Перед генерал-лейтенантом Ирлмайером навытяжку стояли трое – старшие офицеры оперативной группы.
– Я хочу спросить, выполнили ли вы все указания, которые я вам дал, в точности?
– Так точно, герр генерал-лейтенант! – ответил Дитрих Айслер, старший офицер и командир группы.
– Делали ли вы что-либо, что не было вам предписано приказом?
– Никак нет, герр генерал-лейтенант!
– Тогда кто и зачем убил префекта этого города?! – взорвался Ирлмайер. – Он умер в машине «Скорой помощи» от разрыва брюшины и травматического шока! Кто из ваших людей это сделал?! Разве я приказывал делать такое?!
– Никак нет, герр генерал-лейтенант!
– Десять минут – и человек, который это сделал, должен стоять передо мной. Зачистить все, нейтрализовать машины! Через двадцать минут взлетаем!
– Значит, это вы ударили префекта, э…
– Вальтер, герр генерал-лейтенант!
Ирлмайер смотрел прямо в глаза тянущегося перед ним по стойке смирно человека.
– Вальтер. Зачем вы это сделали, Вальтер?
– Прошу простить, герр генерал-лейтенант!
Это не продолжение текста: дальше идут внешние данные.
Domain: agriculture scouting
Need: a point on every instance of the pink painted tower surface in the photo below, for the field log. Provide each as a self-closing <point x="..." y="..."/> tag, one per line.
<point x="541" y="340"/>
Этот человек внезапно вышел в коридор, и я должен был отреагировать на угрозу.
– И все, Вальтер?
Немец опустил голову.
– Нет, не все, герр генерал-лейтенант.
– Что еще?
Немец молчал. Потом заговорил – отрывисто и зло:
– Понимаете, герр генерал-лейтенант. Там дверь открыта была, а в двери – девочка… маленькая. У меня Ханна… такого же возраста. А эта тварь…
– Это был городской префект, Вальтер.
– Я не знал.
– А если бы знали, Вальтер?
Немец ничего не ответил.
– Но это еще не все, Вальтер. Полиция и «Скорая» прибыли довольно быстро. Слишком быстро для района, где никто не суется в чужие дела, потому что это вредно для здоровья. Может быть, кто-то их предупредил, а?
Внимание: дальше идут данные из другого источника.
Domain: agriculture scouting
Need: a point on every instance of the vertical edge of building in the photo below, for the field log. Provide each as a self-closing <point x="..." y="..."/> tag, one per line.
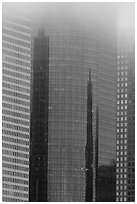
<point x="39" y="119"/>
<point x="16" y="63"/>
– Это я позвонил в полицию, – сказал Вальтер.
– Отлично. Значит, вы не только нарушили прямой приказ, но и пошли против требований долга. Почему ваш командир вас не остановил?
– Он не знал, герр генерал-лейтенант. Я остался один на лестнице. Все ушли вперед, я был один…
– И позвонили в полицию. Интересно, зачем?
– Потому что это были дети, герр генерал-лейтенант, как вы не понимаете! Такие же дети, как и у нас с вами! Их похитили, их перевезли в чужую страну, их насиловали всякие твари, у них не было никакой надежды!